Fai valere eventuali impignorabilità di beni e somme

La legge prevede che certi beni, o somme che superano un determinato importo, non possano essere sottoposti a pignoramento. Ecco di cosa si tratta.

Se la procedura esecutiva riguarda beni mobili, è bene sapere che non possono essere pignorati i beni necessari alla vita del debitore e dei suoi familiari (come la cucina, il frigorifero, il tavolo da pranzo, i letti); le scorte alimentari necessarie per un mese; la fede nuziale e gli oggetti con un particolare significato religioso.

Per quanto riguarda i beni necessari esercizio dell’attività lavorativa del debitore, essi possono essere pignorati soltanto se non ci sono altri beni a disposizione dell’ufficiale giudiziario e comunque entro il limite massimo di un quinto.

In genere, gli ufficiali giudiziari sanno bene quali beni mobili possono essere aggrediti; comunque, in caso di errore, il debitore può proporre opposizione agli atti esecutivi.

Se invece ad essere pignorato è lo stipendio o la pensione, il datore di lavoro o l’ente che eroga la pensione devono accantonare una somma che successivamente verseranno al creditore.

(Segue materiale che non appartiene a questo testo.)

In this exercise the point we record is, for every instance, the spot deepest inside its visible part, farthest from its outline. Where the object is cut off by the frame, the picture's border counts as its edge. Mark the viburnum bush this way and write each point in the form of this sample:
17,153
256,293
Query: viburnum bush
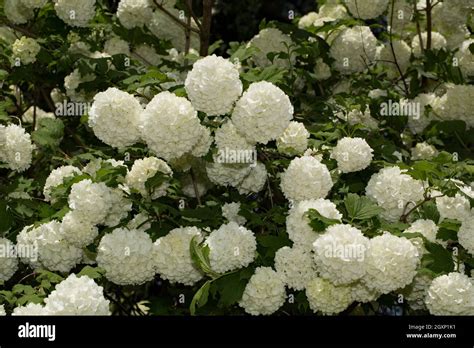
325,166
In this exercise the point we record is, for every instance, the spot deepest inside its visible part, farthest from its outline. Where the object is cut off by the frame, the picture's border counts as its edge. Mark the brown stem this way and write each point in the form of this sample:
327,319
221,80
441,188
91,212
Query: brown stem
206,27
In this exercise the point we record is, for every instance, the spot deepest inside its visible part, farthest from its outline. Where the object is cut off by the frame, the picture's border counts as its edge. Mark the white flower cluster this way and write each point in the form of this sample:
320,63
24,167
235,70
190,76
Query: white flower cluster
391,263
352,154
114,117
25,50
47,248
144,169
297,223
325,297
366,9
56,178
75,13
134,13
231,212
16,149
451,294
264,293
170,126
339,254
353,49
77,296
306,178
213,85
294,140
8,260
393,190
126,256
231,247
295,266
262,113
270,40
173,257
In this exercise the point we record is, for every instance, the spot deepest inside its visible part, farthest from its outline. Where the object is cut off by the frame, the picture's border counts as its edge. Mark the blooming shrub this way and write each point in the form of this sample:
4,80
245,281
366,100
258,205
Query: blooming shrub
323,167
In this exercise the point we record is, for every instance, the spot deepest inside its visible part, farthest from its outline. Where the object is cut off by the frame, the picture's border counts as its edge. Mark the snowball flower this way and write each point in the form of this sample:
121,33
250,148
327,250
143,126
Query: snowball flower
270,40
8,259
423,151
339,254
77,296
352,154
231,212
56,178
114,117
262,113
438,42
25,50
173,257
213,85
126,257
16,149
366,9
327,298
457,207
391,263
231,247
144,169
393,190
75,231
451,294
76,13
295,266
466,234
264,293
170,126
294,140
306,178
297,223
134,13
353,49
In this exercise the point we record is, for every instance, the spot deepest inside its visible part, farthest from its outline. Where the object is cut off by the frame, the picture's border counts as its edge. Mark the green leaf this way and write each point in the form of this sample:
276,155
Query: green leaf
200,297
361,207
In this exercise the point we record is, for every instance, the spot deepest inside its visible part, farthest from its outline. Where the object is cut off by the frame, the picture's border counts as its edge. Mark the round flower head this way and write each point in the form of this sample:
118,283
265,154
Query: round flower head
25,50
451,294
16,149
264,293
295,266
339,254
262,113
173,257
306,178
114,118
170,126
294,140
231,247
56,178
126,257
366,9
391,263
213,85
327,298
147,168
353,49
270,40
352,154
76,13
8,260
77,296
134,13
297,223
393,190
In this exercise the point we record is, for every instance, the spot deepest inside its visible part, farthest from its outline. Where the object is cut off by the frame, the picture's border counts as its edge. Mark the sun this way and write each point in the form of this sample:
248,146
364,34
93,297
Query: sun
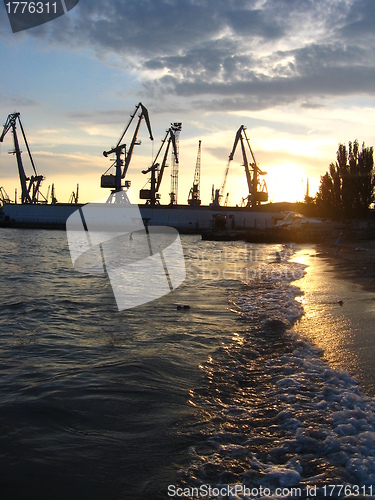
286,182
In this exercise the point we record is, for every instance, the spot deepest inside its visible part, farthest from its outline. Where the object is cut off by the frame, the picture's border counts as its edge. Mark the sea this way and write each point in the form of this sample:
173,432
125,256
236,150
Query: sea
254,379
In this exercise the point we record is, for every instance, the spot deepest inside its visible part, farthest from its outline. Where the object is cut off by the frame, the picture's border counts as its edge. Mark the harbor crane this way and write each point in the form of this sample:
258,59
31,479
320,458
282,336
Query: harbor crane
194,194
29,185
152,195
115,181
176,127
257,190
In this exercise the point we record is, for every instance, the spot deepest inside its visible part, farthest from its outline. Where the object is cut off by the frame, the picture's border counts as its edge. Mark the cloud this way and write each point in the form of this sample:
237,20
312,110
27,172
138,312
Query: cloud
230,54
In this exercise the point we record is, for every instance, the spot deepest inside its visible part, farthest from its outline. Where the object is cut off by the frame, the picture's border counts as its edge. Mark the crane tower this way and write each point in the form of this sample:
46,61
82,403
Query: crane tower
176,128
194,194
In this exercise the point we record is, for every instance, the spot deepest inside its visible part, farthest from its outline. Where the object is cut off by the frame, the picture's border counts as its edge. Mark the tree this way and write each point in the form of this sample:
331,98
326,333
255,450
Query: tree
348,188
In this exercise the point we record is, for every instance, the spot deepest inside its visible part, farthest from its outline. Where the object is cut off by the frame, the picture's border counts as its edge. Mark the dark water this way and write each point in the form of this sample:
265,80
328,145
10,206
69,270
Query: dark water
97,403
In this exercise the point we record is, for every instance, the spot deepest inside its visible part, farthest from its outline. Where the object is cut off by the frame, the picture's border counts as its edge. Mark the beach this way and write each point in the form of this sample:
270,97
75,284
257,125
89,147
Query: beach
352,260
265,381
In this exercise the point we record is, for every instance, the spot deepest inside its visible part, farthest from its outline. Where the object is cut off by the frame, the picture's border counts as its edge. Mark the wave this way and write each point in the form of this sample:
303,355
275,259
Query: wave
272,413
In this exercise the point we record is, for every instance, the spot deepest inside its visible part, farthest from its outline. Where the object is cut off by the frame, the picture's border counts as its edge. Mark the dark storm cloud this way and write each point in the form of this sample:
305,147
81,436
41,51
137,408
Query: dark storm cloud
233,54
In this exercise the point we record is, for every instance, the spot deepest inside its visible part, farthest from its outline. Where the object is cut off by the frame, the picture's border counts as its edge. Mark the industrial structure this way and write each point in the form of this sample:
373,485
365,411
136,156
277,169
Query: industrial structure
114,181
257,190
35,211
194,198
30,186
176,127
152,195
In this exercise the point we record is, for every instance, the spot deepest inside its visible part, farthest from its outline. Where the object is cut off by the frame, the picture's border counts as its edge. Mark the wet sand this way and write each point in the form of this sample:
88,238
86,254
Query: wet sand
355,261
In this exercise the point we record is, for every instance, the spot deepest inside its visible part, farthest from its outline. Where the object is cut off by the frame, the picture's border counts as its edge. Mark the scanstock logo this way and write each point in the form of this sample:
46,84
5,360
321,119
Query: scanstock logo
110,237
25,15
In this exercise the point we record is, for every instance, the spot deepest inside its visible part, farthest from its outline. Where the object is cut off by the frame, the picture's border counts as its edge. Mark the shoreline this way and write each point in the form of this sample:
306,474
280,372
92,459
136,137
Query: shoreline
354,261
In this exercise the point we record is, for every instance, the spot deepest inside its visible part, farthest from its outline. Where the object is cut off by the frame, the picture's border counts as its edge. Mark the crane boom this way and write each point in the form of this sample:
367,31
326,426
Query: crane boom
255,196
194,194
30,191
112,181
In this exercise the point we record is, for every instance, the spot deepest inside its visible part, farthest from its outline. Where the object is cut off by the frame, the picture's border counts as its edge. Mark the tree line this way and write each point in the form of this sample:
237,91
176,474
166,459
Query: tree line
347,189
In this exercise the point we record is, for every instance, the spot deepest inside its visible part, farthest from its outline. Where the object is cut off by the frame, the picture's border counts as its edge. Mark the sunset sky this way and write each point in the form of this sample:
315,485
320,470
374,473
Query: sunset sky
299,74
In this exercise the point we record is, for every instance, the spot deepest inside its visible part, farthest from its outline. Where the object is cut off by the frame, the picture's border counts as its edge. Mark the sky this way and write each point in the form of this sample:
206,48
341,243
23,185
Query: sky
298,74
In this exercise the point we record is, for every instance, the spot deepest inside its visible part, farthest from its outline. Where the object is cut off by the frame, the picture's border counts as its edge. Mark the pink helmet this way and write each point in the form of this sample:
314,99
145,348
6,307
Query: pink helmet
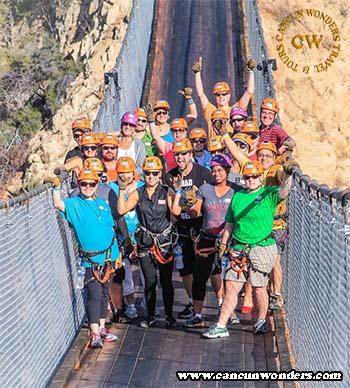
221,160
238,111
129,118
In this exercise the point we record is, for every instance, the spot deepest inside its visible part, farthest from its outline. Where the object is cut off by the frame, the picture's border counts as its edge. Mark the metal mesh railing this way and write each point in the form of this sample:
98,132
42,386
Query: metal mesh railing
41,309
316,262
124,84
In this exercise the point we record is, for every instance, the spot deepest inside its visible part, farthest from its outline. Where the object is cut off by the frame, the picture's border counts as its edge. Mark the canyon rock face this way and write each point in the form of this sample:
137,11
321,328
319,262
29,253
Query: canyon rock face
314,105
93,34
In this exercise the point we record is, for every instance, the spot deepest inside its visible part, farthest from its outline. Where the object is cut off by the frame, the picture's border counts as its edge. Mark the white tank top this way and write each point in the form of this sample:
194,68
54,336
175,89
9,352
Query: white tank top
131,151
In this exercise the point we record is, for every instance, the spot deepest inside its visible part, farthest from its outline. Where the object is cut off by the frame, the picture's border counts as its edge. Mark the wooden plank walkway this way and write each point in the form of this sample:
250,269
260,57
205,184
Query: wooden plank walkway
150,357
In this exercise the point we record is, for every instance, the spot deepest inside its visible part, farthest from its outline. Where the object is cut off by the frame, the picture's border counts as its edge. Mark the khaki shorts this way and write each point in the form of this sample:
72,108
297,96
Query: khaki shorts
261,263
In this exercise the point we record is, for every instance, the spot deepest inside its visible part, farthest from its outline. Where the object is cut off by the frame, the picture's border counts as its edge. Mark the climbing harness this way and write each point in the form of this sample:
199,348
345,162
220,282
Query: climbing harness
101,272
157,248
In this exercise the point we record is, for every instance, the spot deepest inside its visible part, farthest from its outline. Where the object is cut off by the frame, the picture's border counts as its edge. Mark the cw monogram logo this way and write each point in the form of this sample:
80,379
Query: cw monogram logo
298,41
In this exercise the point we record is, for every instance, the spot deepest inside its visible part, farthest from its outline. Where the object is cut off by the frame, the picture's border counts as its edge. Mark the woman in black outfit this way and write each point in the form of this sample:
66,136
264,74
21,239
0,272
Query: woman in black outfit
154,237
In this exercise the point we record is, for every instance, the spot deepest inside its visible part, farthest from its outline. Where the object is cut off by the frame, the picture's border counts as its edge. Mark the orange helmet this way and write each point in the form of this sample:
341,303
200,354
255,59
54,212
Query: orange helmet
125,164
221,87
89,138
242,138
161,104
82,123
152,163
94,164
215,144
109,139
183,145
218,114
250,128
270,104
197,133
267,145
140,112
253,168
88,175
179,123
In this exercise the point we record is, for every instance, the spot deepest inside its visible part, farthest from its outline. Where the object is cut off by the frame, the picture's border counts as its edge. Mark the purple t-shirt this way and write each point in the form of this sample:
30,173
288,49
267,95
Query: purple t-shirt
214,208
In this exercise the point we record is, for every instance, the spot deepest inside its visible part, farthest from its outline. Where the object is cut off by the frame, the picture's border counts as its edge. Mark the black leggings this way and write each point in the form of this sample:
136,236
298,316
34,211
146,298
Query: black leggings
204,267
97,300
149,270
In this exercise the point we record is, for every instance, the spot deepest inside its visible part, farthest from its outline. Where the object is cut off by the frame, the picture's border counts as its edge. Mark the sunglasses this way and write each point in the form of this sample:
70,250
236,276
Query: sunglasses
181,153
241,145
247,177
87,148
237,120
109,148
153,173
88,184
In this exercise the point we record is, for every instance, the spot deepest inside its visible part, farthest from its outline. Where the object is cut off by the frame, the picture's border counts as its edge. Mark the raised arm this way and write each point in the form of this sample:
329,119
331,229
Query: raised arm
251,64
192,109
197,68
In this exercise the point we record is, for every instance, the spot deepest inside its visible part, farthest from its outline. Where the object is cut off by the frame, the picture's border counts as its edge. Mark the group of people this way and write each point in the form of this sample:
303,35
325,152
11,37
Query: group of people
211,200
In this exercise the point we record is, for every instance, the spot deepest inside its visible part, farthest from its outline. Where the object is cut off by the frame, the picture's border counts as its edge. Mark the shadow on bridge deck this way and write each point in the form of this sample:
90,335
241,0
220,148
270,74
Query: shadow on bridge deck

Essa, comunque, non può superare un certo importo previsto dalla legge. Precisamente:

  • se il creditore è un privato, il datore di lavoro o l’ente accantona una somma pari al 20% della busta paga; se essa non basta a coprire l’intero importo del credito, il terzo continuerà ad effettuare delle trattenute del 20% anche sulle mensilità successive, fino coprire gli importi dovuti dal debitore;
  • se il creditore è l’Agente della riscossione, e la busta paga non è superiore a 2.500 euro, la trattenuta è del 10%; se la busta paga è di importo compreso tra 2.501 e 5.000 euro, la trattenuta è del 14,28%; se la busta paga è di poco superiore a 5.000 euro, la trattenuta è del 20%.

Un eventuale errore nel calcolo delle trattenute può essere utilizzato per proporre opposizione agli atti esecutivi.

Quanto agli immobili, la prima casa non può essere pignorata dal fisco, purché ricorrano le seguenti condizioni:

  • deve essere l’unico immobile del debitore;
  • deve essere destinata a civile abitazione;
  • il debitore deve avervi la residenza anagrafica;
  • non deve essere accatastata come immobile di lusso (categorie A/8 e A/9).

In ogni caso l’Agenzia delle Entrate – riscossione non può procedere al pignoramento della prima casa del debitore se il credito non supera i 120.000 euro.

Come liberarti dal pignoramento?

Se non esistono i margini per proporre un’opposizione, puoi fare venir meno il pignoramento pagando la somma che ti è stata richiesta.

Una che è data per tutte le forme di esecuzione forzata, è quella della conversione del pignoramento [3]. Il debitore presenta al giudice che si occupa dell’esecuzione forzata (detto giudice dell’esecuzione) un’istanza, con la quale chiede di poter sostituire i beni pignorati con una somma di denaro, comprensiva dell’importo del credito, degli interessi e delle spese.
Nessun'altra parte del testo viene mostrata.